Harvey Weinstein CBE (born March 19, 1952) is an American former film producer. He and his brother Bob Weinstein co-founded the entertainment company Miramax, which produced several successful independent films, including Sex, Lies, and Videotape (1989), The Crying Game (1992), Pulp Fiction (1994), Heavenly Creatures (1994), Flirting with Disaster (1996), and Shakespeare in Love (1998).
Weinstein won an Academy Award for producing Shakespeare in Love, and garnered seven Tony Awards for a variety of plays and musicals, including The Producers, Billy Elliot the Musical, and August: Osage County. After leaving Miramax, Weinstein and his brother Bob founded The Weinstein Company, a mini-major film studio.

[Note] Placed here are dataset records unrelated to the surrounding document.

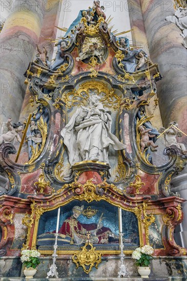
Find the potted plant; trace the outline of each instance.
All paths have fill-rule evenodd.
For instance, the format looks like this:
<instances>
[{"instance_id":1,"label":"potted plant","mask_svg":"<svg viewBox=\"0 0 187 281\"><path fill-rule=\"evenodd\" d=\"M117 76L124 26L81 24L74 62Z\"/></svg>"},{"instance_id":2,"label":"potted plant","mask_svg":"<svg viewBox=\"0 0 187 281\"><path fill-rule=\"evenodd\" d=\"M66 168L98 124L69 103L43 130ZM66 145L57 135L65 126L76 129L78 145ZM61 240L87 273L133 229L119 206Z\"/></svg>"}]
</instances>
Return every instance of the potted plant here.
<instances>
[{"instance_id":1,"label":"potted plant","mask_svg":"<svg viewBox=\"0 0 187 281\"><path fill-rule=\"evenodd\" d=\"M26 279L33 278L36 272L37 266L40 264L38 257L40 253L37 250L23 250L21 254L21 261L25 267L24 273Z\"/></svg>"},{"instance_id":2,"label":"potted plant","mask_svg":"<svg viewBox=\"0 0 187 281\"><path fill-rule=\"evenodd\" d=\"M138 267L139 274L142 278L149 278L151 272L150 259L154 253L154 249L151 246L146 245L143 247L136 248L132 253L132 257L136 260L135 265Z\"/></svg>"}]
</instances>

He was co-chairman, alongside Bob, from 2005 to 2017.
Almost two months after Harvey Weinstein was sentenced to 23 years in a New York State prison, the disgraced movie mogul is still facing a host of legal problems both at home and abroad.
In the U.K., a previously unknown sexual assault complaint was revealed on Wednesday, when an appeals judge issued a public ruling in an employment tribunal.
The ruling did not offer much detail — only that an unidentified female claimant had accused Weinstein of harassment and assault in December 2017.
The claimant also accused former Weinstein Co. president David Glasser and several Weinstein Co. board members — Bob Weinstein, Tim Sarnoff, Tarak Ben Ammar, Lance Maerov, and Richard Koenigsberg — of knowingly helping Weinstein to commit the offenses.